She cleared her throat, wondering if drink had fuddled Daniel more than it usually did. More than it ever had before . . . which would be a much worse problem than this business alone.
“Daniel, this means that the government we’re here to support doesn’t want to rock a profitable boat,” she said carefully. “They won’t support—whatever they may say— actions that would prevent the Alliance from reinforcing its fleet in the Jewel System.”
“Yes, I see that,” Daniel said, still smiling. He swirled the remaining liquor in his glass but didn’t taste it for the moment. “But I prefer to think of that as a problem for the past. Thanks to you and Master Cazelet—”
He dipped his head in a half-bow.
“—I can start working on a solution. And since that’s Minister Lampert there by the roast ox, I believe I’ll do that right now. Thank you, Adele!”

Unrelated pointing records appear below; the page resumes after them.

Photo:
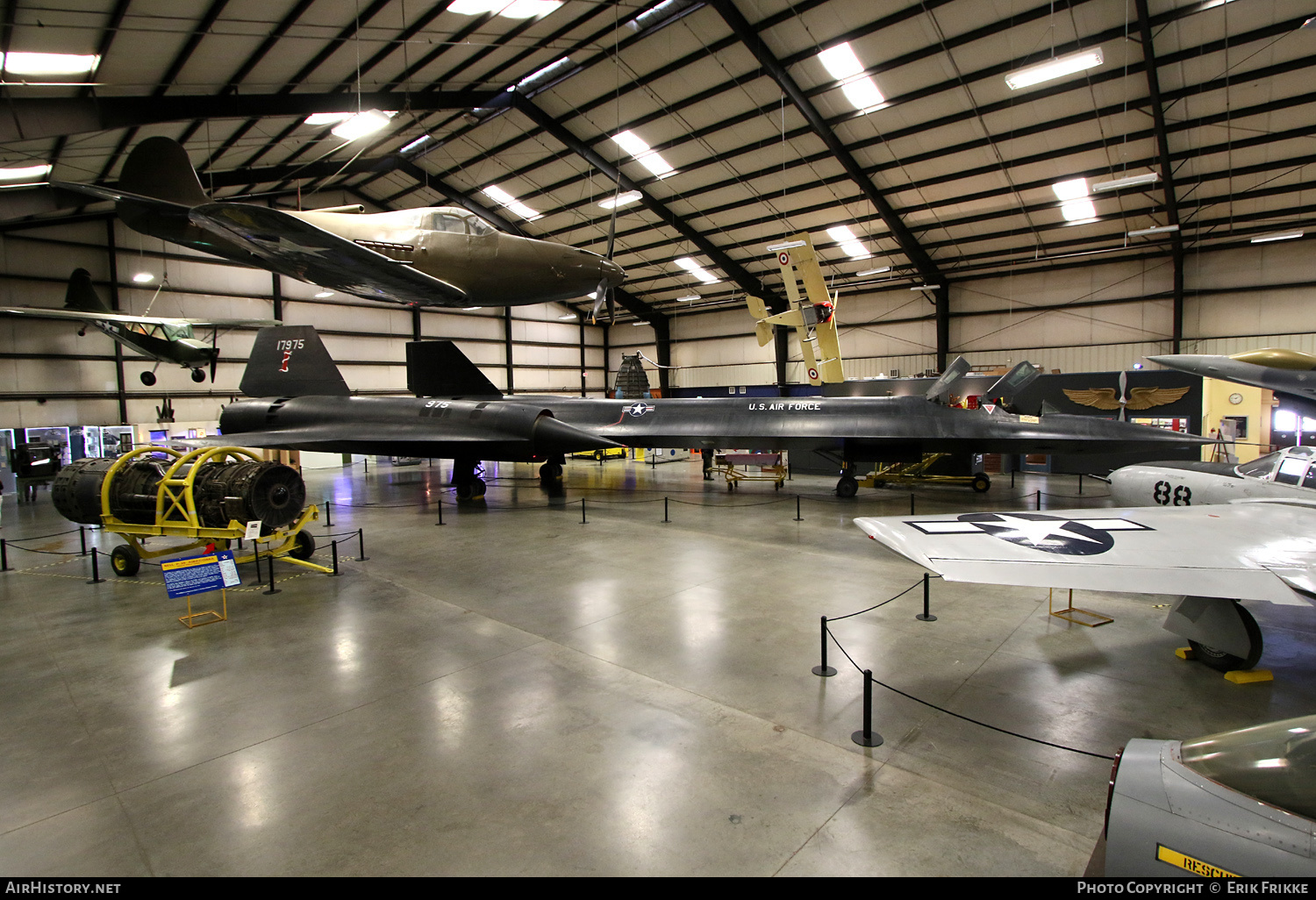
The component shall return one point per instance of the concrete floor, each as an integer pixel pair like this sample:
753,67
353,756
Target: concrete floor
521,694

Daniel strode off toward the barbeque pits. He began whistling. As the first few notes drifted back to her, Adele recalled the song: “Roll me over, in the clover . . .”
MORNING HARBOR ON PELOSI
If Daniel had been able to stand outside himself, he’d be the first to say that the Ladouceur would be a joke in a squadron of modern warships. At 3,800 tons she was smaller than any light cruiser built for a generation and more; she had a mixed armament of two 6-inch guns in a dorsal turret amidships and four 4-inch guns in lateral turrets offset to bow and stern; and her antennas, instead of telescoping within themselves, folded parallel like the yards.

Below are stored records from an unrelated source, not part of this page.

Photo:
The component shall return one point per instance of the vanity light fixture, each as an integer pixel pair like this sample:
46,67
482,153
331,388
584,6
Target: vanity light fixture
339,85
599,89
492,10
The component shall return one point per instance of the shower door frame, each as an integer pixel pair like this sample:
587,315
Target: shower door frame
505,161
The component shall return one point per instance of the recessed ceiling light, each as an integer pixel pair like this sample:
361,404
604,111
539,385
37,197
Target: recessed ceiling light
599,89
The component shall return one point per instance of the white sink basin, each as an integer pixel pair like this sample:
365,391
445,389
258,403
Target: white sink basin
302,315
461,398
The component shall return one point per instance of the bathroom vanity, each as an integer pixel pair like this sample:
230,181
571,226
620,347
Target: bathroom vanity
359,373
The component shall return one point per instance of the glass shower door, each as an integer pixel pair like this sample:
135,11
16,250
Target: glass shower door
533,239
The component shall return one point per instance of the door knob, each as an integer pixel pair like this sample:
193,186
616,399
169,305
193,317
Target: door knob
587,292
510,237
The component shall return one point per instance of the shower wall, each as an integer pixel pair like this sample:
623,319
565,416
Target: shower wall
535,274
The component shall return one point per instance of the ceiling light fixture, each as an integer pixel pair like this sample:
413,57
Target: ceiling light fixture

The arrangements of armament and rigging had proved unsatisfactory in service. Rather than rebuild the ships involved, the Financier class had been relegated to colonial service, showing the flag on planets where a kerosene lamp was high technology. At some point in its history the Ladouceur had passed into Alliance ownership; beyond a notation by a clerk in Navy House, the RCN wouldn’t have noticed her passing.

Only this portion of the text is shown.